The major criterion for selecting the movies for the annual Fresno Film Festival is diversity. The committee putting together the eight films to be featured in the event sponsored by Fresno Filmworks is to try to make each pick as unique as possible. That includes everything from writing to country of origin.
“We like to have a lot of different countries involved. We did that this year except we could not find an Asian movie,” Linda Knight, co-chair of the festival, says. “I did like a zombie film from South Korea but didn’t think it would be right for our audience.”
The movie fans who show up at the Tower Theatre Friday through Sunday will get to see movies representing 15 countries. They will range from a production based on a classic piece of literature to a music documentary.
The committee started looking for selections at the beginning of summer. That meant watching movies, talking to promoters of other festivals and dealing with distributors to find out which movies were available.
The Fresno Film Festival works under one big limitation: The Tower Theatre doesn’t have a digital projector and a lot of movies are only available in that format.
“It makes the selection process more difficult because we have a narrower list of options,” Knight says. She adds that even with the limitations the committee is very happy with this year’s eight selections.
Tickets for individual events are $10 general admission and $8 for students and seniors. A festival pass is $50. All tickets and passes are available at http://fresnofilmworks.org and at the Tower Theatre box office.
Here are the movies being shown at the film festival
“The Music of Strangers: Yo-Yo Ma and the Silk Road Ensemble” 7 p.m. Friday: Director Morgan Neville, who won an Oscar for “20 Feet from Stardom,” takes another look at the music world. He examines the story of the international musical collective that was responsible for bringing the talents of cellist Yo-Yo Ma to the world.

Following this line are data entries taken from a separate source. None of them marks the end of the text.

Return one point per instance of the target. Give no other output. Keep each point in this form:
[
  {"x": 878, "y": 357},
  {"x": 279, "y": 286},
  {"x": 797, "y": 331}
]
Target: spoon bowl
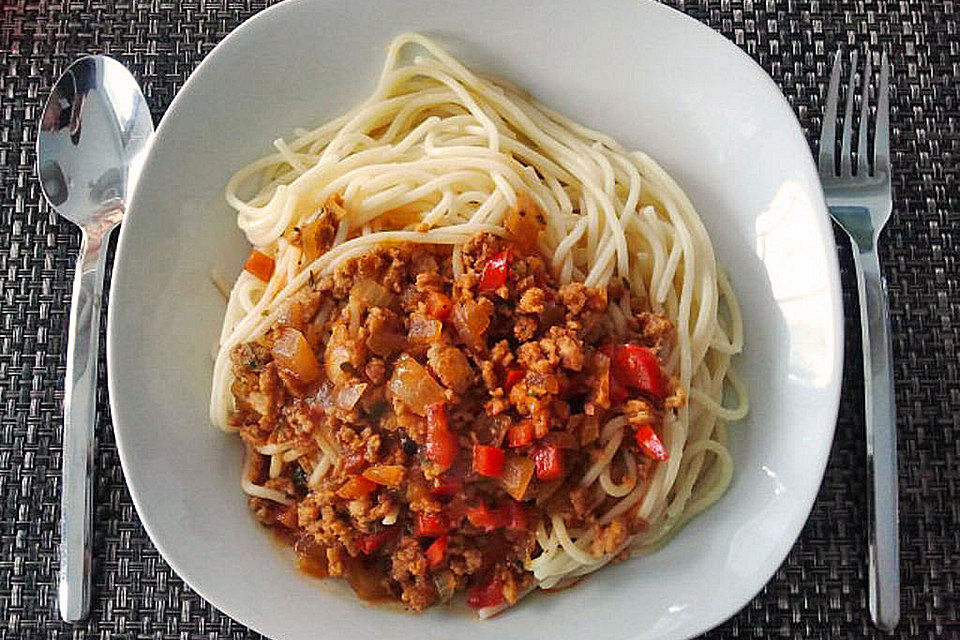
[{"x": 95, "y": 130}]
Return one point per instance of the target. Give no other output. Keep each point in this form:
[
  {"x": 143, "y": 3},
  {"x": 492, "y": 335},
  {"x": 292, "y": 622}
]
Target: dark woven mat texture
[{"x": 819, "y": 592}]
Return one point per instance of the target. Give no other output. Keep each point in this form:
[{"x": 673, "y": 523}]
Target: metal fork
[{"x": 860, "y": 200}]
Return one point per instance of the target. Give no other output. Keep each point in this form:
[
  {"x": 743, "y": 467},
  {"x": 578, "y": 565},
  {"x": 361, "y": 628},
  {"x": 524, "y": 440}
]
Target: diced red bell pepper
[
  {"x": 436, "y": 552},
  {"x": 487, "y": 460},
  {"x": 637, "y": 367},
  {"x": 514, "y": 375},
  {"x": 431, "y": 524},
  {"x": 494, "y": 273},
  {"x": 260, "y": 265},
  {"x": 485, "y": 518},
  {"x": 520, "y": 434},
  {"x": 289, "y": 518},
  {"x": 650, "y": 443},
  {"x": 548, "y": 462},
  {"x": 486, "y": 594},
  {"x": 439, "y": 305},
  {"x": 441, "y": 445},
  {"x": 370, "y": 542}
]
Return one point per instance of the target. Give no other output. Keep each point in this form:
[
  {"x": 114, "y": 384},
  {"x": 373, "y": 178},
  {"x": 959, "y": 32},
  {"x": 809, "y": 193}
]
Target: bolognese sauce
[{"x": 419, "y": 423}]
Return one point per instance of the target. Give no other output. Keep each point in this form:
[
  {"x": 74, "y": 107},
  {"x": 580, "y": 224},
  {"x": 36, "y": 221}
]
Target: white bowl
[{"x": 652, "y": 77}]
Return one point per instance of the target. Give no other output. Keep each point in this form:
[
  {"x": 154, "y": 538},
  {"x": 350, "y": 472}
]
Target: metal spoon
[{"x": 94, "y": 133}]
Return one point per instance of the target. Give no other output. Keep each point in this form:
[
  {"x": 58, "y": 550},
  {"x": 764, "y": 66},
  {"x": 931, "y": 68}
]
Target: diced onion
[{"x": 292, "y": 352}]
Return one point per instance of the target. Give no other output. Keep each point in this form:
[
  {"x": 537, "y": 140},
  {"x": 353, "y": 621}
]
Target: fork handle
[
  {"x": 881, "y": 431},
  {"x": 79, "y": 419}
]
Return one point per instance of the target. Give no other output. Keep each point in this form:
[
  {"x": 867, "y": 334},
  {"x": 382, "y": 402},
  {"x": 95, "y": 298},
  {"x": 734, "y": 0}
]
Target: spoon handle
[{"x": 79, "y": 420}]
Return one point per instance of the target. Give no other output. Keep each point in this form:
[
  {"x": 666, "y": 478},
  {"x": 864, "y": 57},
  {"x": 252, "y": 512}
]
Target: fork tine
[
  {"x": 828, "y": 128},
  {"x": 881, "y": 138},
  {"x": 845, "y": 154},
  {"x": 863, "y": 166}
]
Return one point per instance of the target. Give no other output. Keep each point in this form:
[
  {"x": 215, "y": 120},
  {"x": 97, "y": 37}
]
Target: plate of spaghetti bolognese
[{"x": 461, "y": 311}]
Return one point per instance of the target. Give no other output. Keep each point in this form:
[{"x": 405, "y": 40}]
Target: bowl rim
[{"x": 832, "y": 392}]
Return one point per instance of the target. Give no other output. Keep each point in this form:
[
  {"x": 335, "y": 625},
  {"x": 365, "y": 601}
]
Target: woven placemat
[{"x": 819, "y": 592}]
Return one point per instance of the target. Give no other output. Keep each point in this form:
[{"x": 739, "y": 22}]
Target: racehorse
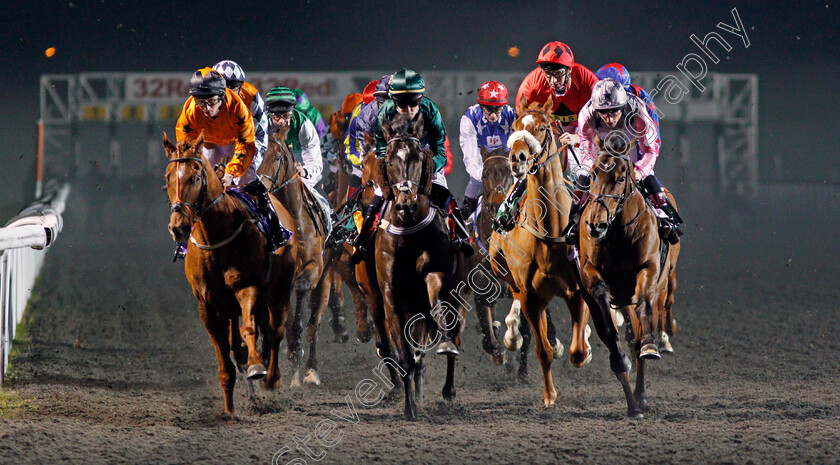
[
  {"x": 280, "y": 176},
  {"x": 416, "y": 267},
  {"x": 496, "y": 182},
  {"x": 230, "y": 268},
  {"x": 624, "y": 261},
  {"x": 339, "y": 264},
  {"x": 533, "y": 257}
]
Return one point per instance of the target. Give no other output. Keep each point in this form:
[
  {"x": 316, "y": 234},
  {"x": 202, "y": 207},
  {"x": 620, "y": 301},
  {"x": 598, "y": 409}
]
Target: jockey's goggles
[{"x": 491, "y": 110}]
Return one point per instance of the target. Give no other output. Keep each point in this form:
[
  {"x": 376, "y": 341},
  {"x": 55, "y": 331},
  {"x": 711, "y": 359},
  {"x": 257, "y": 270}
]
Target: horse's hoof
[
  {"x": 558, "y": 348},
  {"x": 311, "y": 378},
  {"x": 649, "y": 352},
  {"x": 257, "y": 371}
]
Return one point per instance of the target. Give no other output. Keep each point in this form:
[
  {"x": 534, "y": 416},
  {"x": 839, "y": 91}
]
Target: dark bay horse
[
  {"x": 624, "y": 262},
  {"x": 233, "y": 275},
  {"x": 533, "y": 258},
  {"x": 311, "y": 285},
  {"x": 416, "y": 267}
]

The opening night reception for the festival will follow.
“Heidi,” 11 a.m. Saturday: The film, a joint production of Germany and Switzerland, is a new take on the 1981 Johanna Spyri book. It’s the tale of a young girl who moves in with her reclusive grandfather.
“A Man Called Ove,” 2 p.m. Saturday: The Swedish film directed by Hannes Holm is the story of an ill-tempered man and his friendship with a new neighbor. It’s based on the novel by Fredrik Backman. Rolf Lassgård stars.
“Sand Storm,” 5:45 p.m. Saturday: Mother and daughter, more alike than they care to admit, rebel against Bedouin traditions. The film from the United Kingdom was the winner of the Grand Jury Prize at the 2016 Sundance Film Festival.
“The Carer,” 8 p.m. Saturday: A much heralded actor faces the frustrations of Parkinson’s disease. His anger manifests itself in running away any potential caretaker. That changes when a young actress applies for the job. Brian Cox stars in the film that’s a joint production of Hungary and the United Kingdom.
There will be a Q&A with director János Edelényi after the screening.
“The Olive Tree,” 1 p.m. Sunday: Spanish film about a granddaughter’s efforts to save a very special olive tree. These efforts include stealing the tree from an energy company lobby.
“Speed Sisters,” 4 p.m. Sunday: The production from filmmaker Amber Fares looks at the true story of the Middle East’s first all-woman driving team in the Palestinian racing scene.
“Neruda,” 7 p.m. Sunday: Chilean film about the search for acclaimed poet Pablo Neruda.
U.S. poet laureate Juan Felipe Herrera will be featured after the screening.